2. Pieces. The majority of the 7 layers are made up with pieces of chips, nuts, and coconut. If you don’t like one sort of piece, substitute it with another. Love butterscotch? Use butterscotch chips. Hate coconut? Replace it with more chips. You get the idea.
3. Sweetened condensed milk. Yes, it has a ton of sugar. This is not a health-food-only blog! There are, like, 10 of you who are super mad at me for that, and you share your feelings often. If you hate sugar, then I’m afraid this isn’t the blog for you.
If you are diabetic, I’m afraid I don’t know of a sugar-free option for sweetened condensed milk, so this recipe is probably one you just can’t have. ? But if you’re just dairy-free, there are plenty of options. ?Again, scroll down!
Watch this 1 minute video to see how to make these 7 Layer Bars
Push play ▶️ and watch the video. Then try it yourself!
Ingredients and Substitutions
As always, please understand that I haven’t tried any of these substitutions unless I specifically state otherwise. There are just my best-educated guesses about what would work in this recipe so that readers with other dietary restrictions can bake along:
Dairy-Free: This will take a bunch of substitutions, but they’re pretty straightforward. Use a dairy-free crunchy cookie crumb (my gluten free graham crackers work great), and Earth Balance buttery sticks in place of the butter, gram for gram.
Then you can either use a store-bought canned sweetened condensed coconut milk (I’ve bought it before and it’s quite good!), or my homemade sweetened condensed milk, the dairy-free version. Make sure your chocolate chips are dairy-free, and if you can’t find dairy-free white chocolate chips, just use any other dairy-free chip you like in its place.

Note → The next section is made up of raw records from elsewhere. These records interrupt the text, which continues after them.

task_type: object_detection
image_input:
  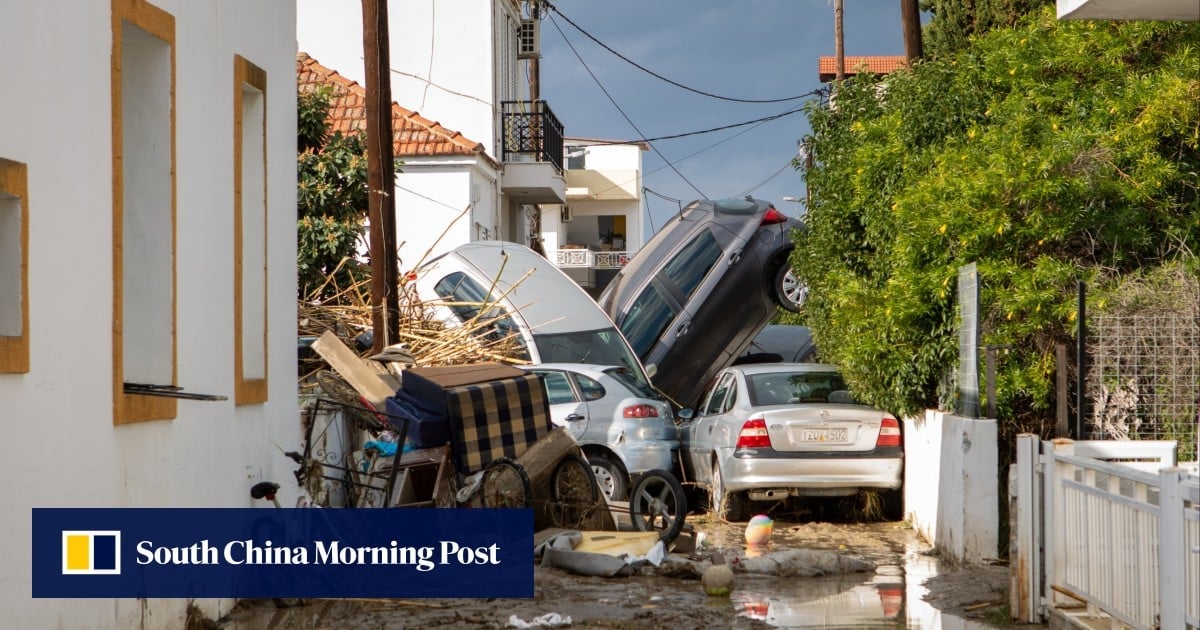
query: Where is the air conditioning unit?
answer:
[517,18,541,59]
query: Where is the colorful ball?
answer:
[746,514,775,545]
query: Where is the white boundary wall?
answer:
[904,409,1000,563]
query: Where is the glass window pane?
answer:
[620,286,674,359]
[538,371,578,404]
[662,229,721,298]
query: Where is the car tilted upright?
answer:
[598,198,805,407]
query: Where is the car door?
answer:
[532,370,590,440]
[686,372,733,482]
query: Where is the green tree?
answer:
[793,7,1200,426]
[920,0,1054,58]
[296,89,368,298]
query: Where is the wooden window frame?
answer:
[110,0,179,425]
[0,157,29,374]
[233,55,269,404]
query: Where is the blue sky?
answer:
[540,0,904,237]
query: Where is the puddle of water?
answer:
[732,551,991,630]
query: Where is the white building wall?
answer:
[0,0,299,629]
[396,158,499,271]
[904,410,1000,562]
[304,0,506,157]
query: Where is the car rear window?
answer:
[746,372,846,406]
[604,367,662,401]
[533,328,648,386]
[662,229,721,298]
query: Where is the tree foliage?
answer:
[920,0,1055,59]
[793,7,1200,422]
[296,89,367,298]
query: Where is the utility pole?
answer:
[362,0,400,353]
[833,0,846,83]
[529,0,546,257]
[900,0,924,67]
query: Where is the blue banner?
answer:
[32,508,534,599]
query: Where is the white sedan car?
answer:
[679,364,904,521]
[518,364,679,500]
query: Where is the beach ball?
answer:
[746,514,775,545]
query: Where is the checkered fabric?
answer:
[446,374,554,475]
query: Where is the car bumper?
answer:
[722,454,904,496]
[617,439,679,478]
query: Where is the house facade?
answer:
[296,0,566,266]
[0,0,300,629]
[541,138,649,295]
[296,52,503,267]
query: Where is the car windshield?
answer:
[746,372,846,407]
[604,367,662,400]
[433,271,529,360]
[533,328,649,388]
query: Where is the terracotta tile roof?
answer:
[296,53,500,167]
[817,55,908,82]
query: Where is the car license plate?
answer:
[800,428,846,442]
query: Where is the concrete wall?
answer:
[904,410,1000,563]
[0,0,300,629]
[396,157,500,271]
[302,0,504,150]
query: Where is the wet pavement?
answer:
[221,517,1008,630]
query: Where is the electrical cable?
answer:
[550,14,706,197]
[545,2,812,103]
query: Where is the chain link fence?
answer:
[1082,262,1200,461]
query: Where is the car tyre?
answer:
[880,488,904,521]
[712,462,750,523]
[588,455,629,502]
[629,469,688,545]
[772,260,809,313]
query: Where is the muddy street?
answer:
[218,514,1009,630]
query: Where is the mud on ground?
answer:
[218,515,1009,630]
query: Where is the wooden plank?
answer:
[312,330,396,409]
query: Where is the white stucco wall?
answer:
[396,158,500,272]
[296,0,504,150]
[904,410,1000,562]
[0,0,299,629]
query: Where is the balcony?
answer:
[546,248,634,269]
[500,101,566,204]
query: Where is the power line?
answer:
[550,14,706,197]
[545,2,812,103]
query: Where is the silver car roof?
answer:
[427,241,616,335]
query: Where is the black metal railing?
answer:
[500,101,563,173]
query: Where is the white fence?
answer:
[1012,434,1200,629]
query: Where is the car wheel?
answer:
[772,260,809,313]
[629,469,688,545]
[880,488,904,521]
[713,462,750,523]
[588,455,629,502]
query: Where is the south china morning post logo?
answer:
[62,529,121,575]
[31,508,534,598]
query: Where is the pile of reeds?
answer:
[296,256,527,382]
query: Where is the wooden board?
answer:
[312,330,396,409]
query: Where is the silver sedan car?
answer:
[679,364,904,521]
[520,364,679,500]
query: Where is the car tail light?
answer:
[736,416,770,449]
[875,415,900,448]
[620,404,659,418]
[758,208,787,226]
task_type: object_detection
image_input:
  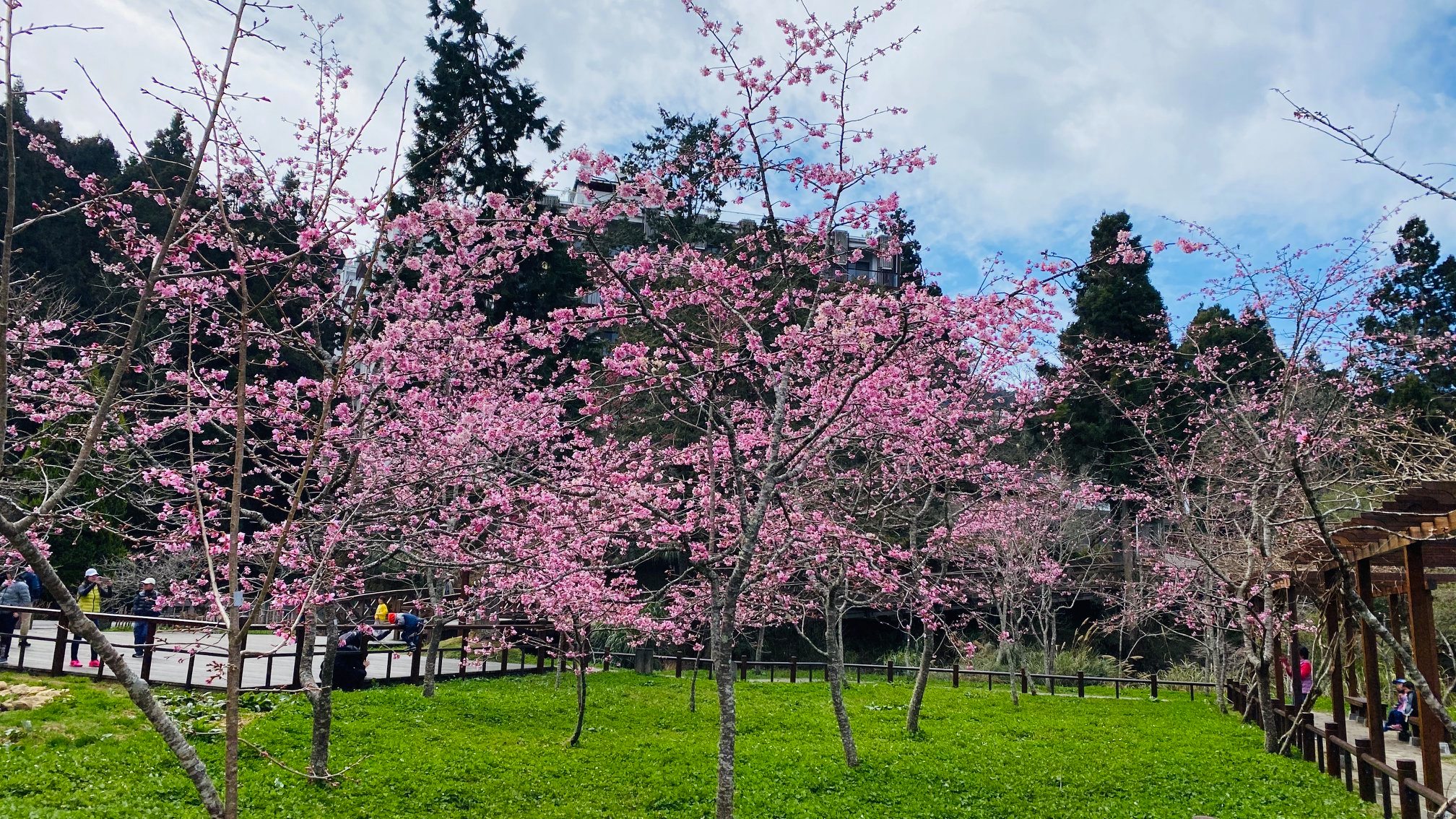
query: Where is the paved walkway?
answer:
[1313,711,1456,796]
[4,621,517,688]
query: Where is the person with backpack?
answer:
[20,566,40,649]
[0,568,30,666]
[389,612,425,651]
[131,577,157,657]
[334,624,374,690]
[72,568,113,669]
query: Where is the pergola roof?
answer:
[1287,481,1456,571]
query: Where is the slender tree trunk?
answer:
[298,606,339,781]
[824,593,859,768]
[424,568,442,697]
[9,537,222,819]
[712,603,738,819]
[566,651,589,748]
[906,627,939,733]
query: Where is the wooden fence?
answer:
[0,607,555,689]
[1226,679,1446,819]
[604,651,1217,700]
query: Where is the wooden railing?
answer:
[610,651,1217,700]
[0,606,555,689]
[1224,679,1446,819]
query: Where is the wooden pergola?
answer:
[1274,481,1456,793]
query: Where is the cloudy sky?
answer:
[17,0,1456,324]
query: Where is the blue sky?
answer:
[17,0,1456,335]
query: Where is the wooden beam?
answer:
[1356,560,1384,762]
[1405,544,1446,793]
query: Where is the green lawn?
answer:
[0,672,1369,819]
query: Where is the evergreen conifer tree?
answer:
[1054,212,1169,485]
[1361,217,1456,430]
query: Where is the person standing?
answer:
[389,612,425,651]
[1280,646,1314,714]
[131,577,157,657]
[0,568,30,664]
[72,568,113,669]
[20,566,40,649]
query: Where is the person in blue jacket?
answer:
[389,612,425,651]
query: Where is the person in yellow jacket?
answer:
[72,568,112,667]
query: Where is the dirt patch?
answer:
[0,680,69,711]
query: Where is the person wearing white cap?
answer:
[131,577,157,657]
[72,568,112,667]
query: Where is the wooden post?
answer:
[288,615,308,690]
[1384,594,1405,677]
[1356,560,1395,762]
[1327,719,1346,780]
[1354,739,1374,802]
[1294,711,1317,762]
[1395,759,1421,819]
[1327,571,1346,737]
[51,615,66,676]
[1405,544,1446,793]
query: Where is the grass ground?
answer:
[0,672,1369,819]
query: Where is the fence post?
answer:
[1294,713,1319,762]
[1395,759,1421,819]
[1327,714,1344,780]
[1356,739,1374,802]
[51,615,66,676]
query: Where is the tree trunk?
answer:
[824,594,859,768]
[10,537,222,819]
[712,607,738,819]
[298,607,339,781]
[566,651,589,748]
[424,568,442,697]
[906,628,939,733]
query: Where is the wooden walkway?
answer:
[1313,711,1456,796]
[0,621,539,689]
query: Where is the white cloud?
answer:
[20,0,1456,295]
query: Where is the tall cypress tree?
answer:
[406,0,562,198]
[396,0,585,332]
[1360,217,1456,430]
[1054,212,1171,485]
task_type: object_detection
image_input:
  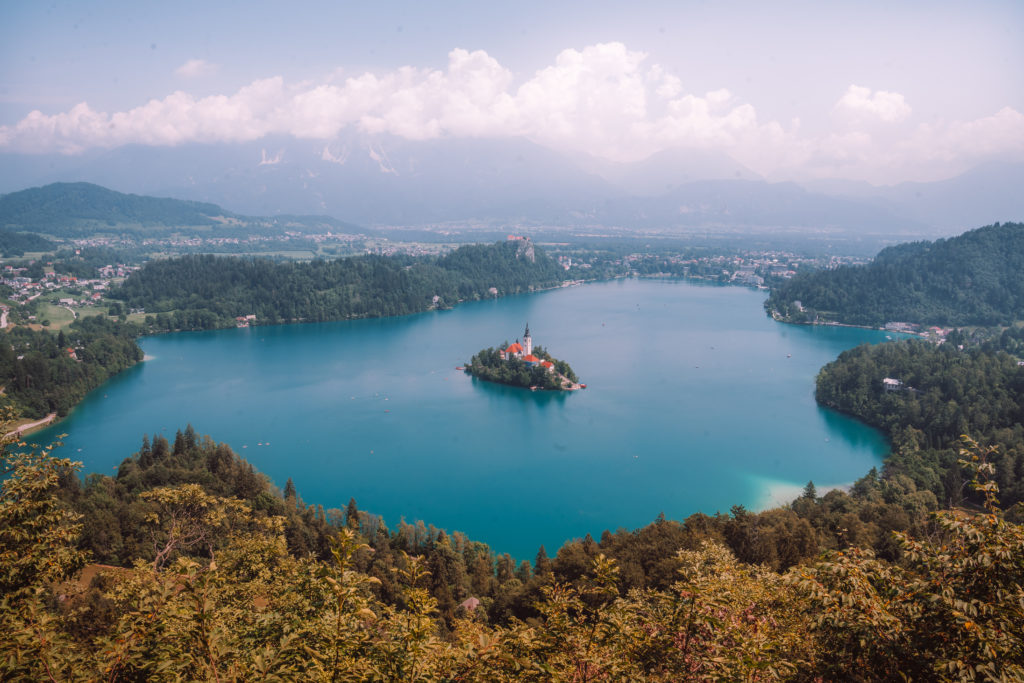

Nut-Free: In place of almonds, you can use more chocolate chips—or a different raw chopped nut if you can tolerate some nuts but not others. We just need pieces here that you can chew easily and hold their shape.
Coconut-Free: Use other nuts in place of coconut chips!
7 Layer Bars
1 1/2 cups (225 g) crunchy cookie crumbs (I used crushed gluten free graham crackers)
8 tablespoons (112 g) unsalted butter, melted and cooled
4 ounces semi-sweet chocolate chips, plus a few more for sprinkling
4 ounces white chocolate chips, plus a few more for sprinkling
1 1/2 cups (120 g) coconut flakes/chips, plus some more for sprinkling
1 1/2 cups (120 g) raw pecan pieces (or whole pecans, chopped)
1 14 ounce can sweetened condensed milk
Preheat your oven to 350°F. Grease and line an 8 x 8-inch square baking dish, and set it aside.
In a medium-sized bowl, place the cookie crumbs and the melted butter, and mix to combine well. Transfer the mixture to the prepared baking dish and press it firmly into the bottom. On top of the cookie crust in even layers, add the semi-sweet chocolate chips, the white chocolate chips, the coconut, and the pecans. Pour the sweetened condensed milk evenly over the top of the whole dish. Sprinkle the top evenly with a few more semi-sweet chocolate chips, white chocolate chips and/or coconut chips.
Place the baking dish in the center of the preheated oven, and bake for 25 to 30 minutes, or until the top of the dish is a warm brown bubbling gooey mess. Remove from the oven, and allow to cool for at least 15 minutes in the pan. If you try to remove it too soon, it won’t hold together. To make the bars easier to slice, chill in the freezer for 30 minutes. Once cool, grab the overhanging layers of parchment and remove the bars from the pan. With a wet knife, slice the bars into 12 equal squares. Serve at room temperature or chilled from the refrigerator.